Danai Gurira in Los Angeles Times photographed by Christopher L. Procter, 2019. 

Still, a shame that Gurira and Nyong’o’s adaptation of Chimamanda Ngozi Adichie’s Americanah did not pan out over at Amazon Studios. With Gurira on writing duty and Nyong’o starring as Ifemulu, that would have been an incredibly executed miniseries. 

Currently, Danai Gurira is filming the sequel Wakanda Forever sadly without its star the late Chadwick Bozeman. In addition to reteaming with bestie Lupita Nyong’o and filmmaker Ryan Coogler, Gurira has recently announced that she will be starring as Shirley Chisholm in a biopic fueled Hollywood. She will be amazing either way, having shown impeccable acting chops across genres. There is hope that while she continues to write multifaceted stories from the African woman perspective in play medium (with maybe tv/film in the future), that Gurira continues building a successful career as an actress too. She is most certainly very talented at both.  

Danai Gurira on Oscar night. 

Danai Gurira quotes:

“As a kid, that’s when you figure out how you envision yourself. You see yourself as Other as a child because you don’t have the vocabulary nor the worldview or the understanding of global history and all the dynamics of racial oppression to understand that it’s not as it should be. So as a child, you’re really being indoctrinated with the idea that you’re not it. You’re not of the right thing, and these are the people who are. And that’s what’s really scary about not giving children representation. They absorb those images. But it’s so unnecessary. We don’t actually have to put children through that. It’s really easy to give them representations of self, whatever color they are.”

“It happened for the first time when I was nine in Zimbabwe where I was raised... when it happened, I remember being surprised by it. I never thought about it. But when I did receive that compliment, a stunning brown-skinned woman took my face in her hands, her long flowing braids casting down her back. I realized it was something I would always cherish. She looked at me, observing me with deep appreciation... and told me that I was beautiful. She said it with such feeling that it filtered straight into my soul and left an indelible imprint.... So I had to consider the idea that it may just be true.”

“I love writing for actors; women of African descent and people who generally are underrepresented.”
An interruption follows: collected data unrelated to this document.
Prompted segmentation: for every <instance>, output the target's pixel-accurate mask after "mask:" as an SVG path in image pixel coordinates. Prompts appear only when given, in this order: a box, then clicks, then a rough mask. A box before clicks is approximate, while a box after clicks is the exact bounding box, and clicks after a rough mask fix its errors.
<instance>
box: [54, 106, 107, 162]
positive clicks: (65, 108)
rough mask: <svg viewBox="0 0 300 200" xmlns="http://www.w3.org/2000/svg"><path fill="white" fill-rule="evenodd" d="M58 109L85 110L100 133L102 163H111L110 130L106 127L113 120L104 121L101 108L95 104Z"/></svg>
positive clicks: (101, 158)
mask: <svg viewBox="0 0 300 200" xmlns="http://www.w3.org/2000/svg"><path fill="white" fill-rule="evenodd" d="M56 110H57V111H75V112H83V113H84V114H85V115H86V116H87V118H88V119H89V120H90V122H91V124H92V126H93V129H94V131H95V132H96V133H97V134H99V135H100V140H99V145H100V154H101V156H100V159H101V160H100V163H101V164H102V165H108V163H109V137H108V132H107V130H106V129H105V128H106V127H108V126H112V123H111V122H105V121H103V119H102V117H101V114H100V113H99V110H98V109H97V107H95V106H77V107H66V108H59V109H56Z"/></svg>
In terms of writing, I just wasn't finding enough stories about contemporary African people - or historical, just anything, the whole gamut. I was raised in southern Africa and I came back to the West for college. I was starting to look for what I would like to perform, what I would like to see put to life onstage, and I was finding many stories about everybody else, but none about my own people. My playwriting became a "necessity being the mother of invention" type thing. I wasn't finding what I wanted to perform, so I started to create it myself.”